Unfortunately, the hue color wheel does not correspond to human visual perception: Equal differences of the hue angle are perceived as different color differences. E.g. yellow takes only a small range of angles in the color wheel, see https://de.wikipedia.org/wiki/Farbkreis, second figure, for an example.

There are correctives for this issue such as Itten's color wheel.

My question: Are there equations that translate the angle of the hue color wheel into that of Itten's color wheel and vice versa? Of course, an interpolation of values at distinct angles could also work but equations might be better. Distinct angles are given here: https://uxplanet.org/algorithm-for-automatic-harmonious-color-selection-for-the-image-fc26dde69ca1#.lnuwum51m, halfway down.

Item's colour wheel is also clearly uneven perpetually and the colours vary between different printings and even on different pages of the same copy. If you want a more perpetually even space use either Munsell or Lab space. Photoshop converts between rgb hue angle and Lab coordinates and you can easily calculate a hue angle from the a and b coordinates of Lab.

• Munsell space is by far the best... But a bit hard to come by. – joojaa Aug 13 '16 at 21:22

Interestingly enough the second link you added has a figure of Itten's color model, but actually uses HSB for its calculations.

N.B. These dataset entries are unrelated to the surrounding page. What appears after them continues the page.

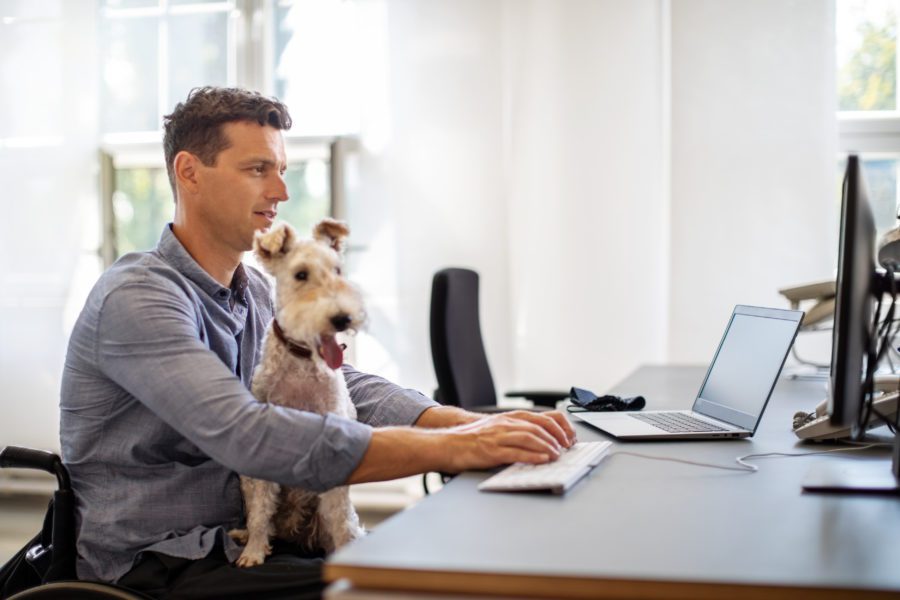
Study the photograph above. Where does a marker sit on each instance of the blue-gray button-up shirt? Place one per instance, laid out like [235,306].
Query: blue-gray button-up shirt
[156,417]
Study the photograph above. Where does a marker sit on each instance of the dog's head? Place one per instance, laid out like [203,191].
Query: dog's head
[313,300]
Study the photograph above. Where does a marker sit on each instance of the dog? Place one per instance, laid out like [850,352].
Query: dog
[300,367]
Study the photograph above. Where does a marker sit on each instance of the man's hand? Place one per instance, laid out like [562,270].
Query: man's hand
[489,441]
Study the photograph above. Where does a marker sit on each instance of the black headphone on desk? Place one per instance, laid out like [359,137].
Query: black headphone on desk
[588,401]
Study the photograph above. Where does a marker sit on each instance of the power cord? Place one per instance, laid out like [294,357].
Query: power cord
[745,467]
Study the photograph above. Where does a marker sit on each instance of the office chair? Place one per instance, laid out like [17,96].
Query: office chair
[45,566]
[460,363]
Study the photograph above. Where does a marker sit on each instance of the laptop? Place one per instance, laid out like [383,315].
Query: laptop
[736,388]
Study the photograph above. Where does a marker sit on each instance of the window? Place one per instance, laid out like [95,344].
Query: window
[868,109]
[153,52]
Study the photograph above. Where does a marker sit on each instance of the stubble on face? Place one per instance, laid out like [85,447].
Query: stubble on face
[242,189]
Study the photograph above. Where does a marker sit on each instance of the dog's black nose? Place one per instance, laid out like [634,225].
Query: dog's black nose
[341,322]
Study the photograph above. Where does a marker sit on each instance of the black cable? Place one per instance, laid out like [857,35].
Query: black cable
[880,340]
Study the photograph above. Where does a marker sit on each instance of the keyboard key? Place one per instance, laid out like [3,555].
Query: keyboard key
[676,422]
[557,476]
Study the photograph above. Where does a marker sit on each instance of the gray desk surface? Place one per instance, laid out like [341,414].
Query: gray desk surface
[645,528]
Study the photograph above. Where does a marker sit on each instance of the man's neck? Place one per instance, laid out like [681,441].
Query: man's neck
[218,261]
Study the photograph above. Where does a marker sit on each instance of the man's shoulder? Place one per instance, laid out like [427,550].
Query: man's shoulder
[141,272]
[259,283]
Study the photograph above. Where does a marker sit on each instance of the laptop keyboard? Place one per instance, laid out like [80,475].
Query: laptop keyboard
[676,422]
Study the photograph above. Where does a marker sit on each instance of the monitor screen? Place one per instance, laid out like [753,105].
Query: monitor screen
[854,299]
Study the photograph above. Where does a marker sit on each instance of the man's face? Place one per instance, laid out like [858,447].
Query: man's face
[240,194]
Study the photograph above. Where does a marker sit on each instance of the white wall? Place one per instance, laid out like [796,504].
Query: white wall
[754,196]
[585,191]
[621,174]
[49,230]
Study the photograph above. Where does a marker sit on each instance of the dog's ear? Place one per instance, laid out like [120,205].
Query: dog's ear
[275,243]
[332,233]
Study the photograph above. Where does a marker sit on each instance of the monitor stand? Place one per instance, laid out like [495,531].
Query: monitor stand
[859,478]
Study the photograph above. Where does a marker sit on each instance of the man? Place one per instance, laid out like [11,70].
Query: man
[156,416]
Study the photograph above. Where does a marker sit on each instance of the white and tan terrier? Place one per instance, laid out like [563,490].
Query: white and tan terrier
[301,368]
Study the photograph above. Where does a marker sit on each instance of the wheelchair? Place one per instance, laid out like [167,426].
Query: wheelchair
[45,567]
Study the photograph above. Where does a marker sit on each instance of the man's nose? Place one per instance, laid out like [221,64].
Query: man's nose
[279,190]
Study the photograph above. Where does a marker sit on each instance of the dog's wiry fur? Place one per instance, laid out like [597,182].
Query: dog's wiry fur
[312,303]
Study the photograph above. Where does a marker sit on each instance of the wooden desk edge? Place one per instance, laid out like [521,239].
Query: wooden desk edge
[549,586]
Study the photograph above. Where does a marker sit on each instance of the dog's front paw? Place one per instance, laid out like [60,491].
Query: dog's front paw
[251,557]
[240,536]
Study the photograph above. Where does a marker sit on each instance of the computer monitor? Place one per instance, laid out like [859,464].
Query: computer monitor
[852,351]
[852,336]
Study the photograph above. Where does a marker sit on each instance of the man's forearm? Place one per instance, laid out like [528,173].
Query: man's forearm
[445,416]
[395,452]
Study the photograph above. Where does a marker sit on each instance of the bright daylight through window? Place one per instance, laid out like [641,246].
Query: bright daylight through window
[868,116]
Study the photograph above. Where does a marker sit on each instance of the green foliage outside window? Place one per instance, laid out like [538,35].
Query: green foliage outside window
[867,81]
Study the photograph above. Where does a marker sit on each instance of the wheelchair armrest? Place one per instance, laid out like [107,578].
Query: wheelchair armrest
[540,398]
[27,458]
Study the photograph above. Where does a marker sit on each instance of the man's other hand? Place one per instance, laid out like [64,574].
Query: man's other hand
[505,438]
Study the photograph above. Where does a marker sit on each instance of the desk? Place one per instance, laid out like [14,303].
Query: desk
[638,528]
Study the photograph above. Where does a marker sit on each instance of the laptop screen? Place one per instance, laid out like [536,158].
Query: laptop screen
[747,364]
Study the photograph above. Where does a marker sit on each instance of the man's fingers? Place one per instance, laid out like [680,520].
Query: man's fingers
[526,440]
[553,422]
[561,420]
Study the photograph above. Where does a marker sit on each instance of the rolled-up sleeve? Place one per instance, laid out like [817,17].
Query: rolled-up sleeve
[380,402]
[149,344]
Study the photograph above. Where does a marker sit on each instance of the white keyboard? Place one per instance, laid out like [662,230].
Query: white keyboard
[557,476]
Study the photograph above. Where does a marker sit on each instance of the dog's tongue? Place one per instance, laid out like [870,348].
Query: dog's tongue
[331,352]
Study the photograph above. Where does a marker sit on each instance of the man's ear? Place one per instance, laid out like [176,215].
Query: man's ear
[184,165]
[332,233]
[274,244]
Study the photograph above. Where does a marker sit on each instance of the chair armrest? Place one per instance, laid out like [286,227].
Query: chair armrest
[540,398]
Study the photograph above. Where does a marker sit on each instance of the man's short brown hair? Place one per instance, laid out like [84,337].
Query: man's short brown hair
[196,124]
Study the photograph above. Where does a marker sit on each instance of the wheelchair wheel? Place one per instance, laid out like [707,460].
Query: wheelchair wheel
[77,590]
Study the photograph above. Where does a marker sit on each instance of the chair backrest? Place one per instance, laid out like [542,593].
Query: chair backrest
[457,351]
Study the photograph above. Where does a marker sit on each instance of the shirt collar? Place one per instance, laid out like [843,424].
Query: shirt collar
[176,255]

However it seems like you want to be able to convert the "Hue" value of HSV from the HSV color wheel to Itten's color wheel like so: You can see that on the first wheel the values of red, blue, and green are at 0, 120, and 240 degrees respectively. On the second it is red, yellow, and blue at the same places. So what you need to do is convert from RGB to RYB. Here is my implementation in C#, largely cribbed from here (all copied here in case the source one day goes down)::

``````private Color RGBToRYB(Color color)
{

// Remove the white from the color
float iWhite = Mathf.Min(color.r, color.g, color.b);
float iRed = color.r - iWhite;
float iGreen = color.g - iWhite;
float iBlue = color.b - iWhite;

float iMaxGreen = Mathf.Max(iRed, iGreen, iBlue);

// Get the yellow out of the red+green
float iYellow = Mathf.Min(iRed, iGreen);
iRed -= iYellow;
iGreen -= iYellow;

// If this unfortunate conversion combines blue and green, then cut each in half to
// preserve the value's maximum range.
if (iBlue > 0f && iGreen > 0f)
{
iBlue /= 2f;
iGreen /= 2f;
}

// Redistribute the remaining green.
iYellow += iGreen;
iBlue += iGreen;

// Normalize to values.
float iMaxYellow = Mathf.Max(iRed, iYellow, iBlue);

if (iMaxYellow > 0f)
{
float iN = iMaxGreen / iMaxYellow;

iRed *= iN;
iYellow *= iN;
iBlue *= iN;
}

// Add the white back in.
iRed += iWhite;
iYellow += iWhite;
iBlue += iWhite;

return (new Color(iRed, iYellow, iBlue));

}
``````

But that only gets you RYB, which while useful for operations based on Itten's color wheel, isn't useful for much by itself at all. So what I did is convert to HSV, which can be easily done using any stock RGB to HSV function, but where you pass "Y" instead of "G".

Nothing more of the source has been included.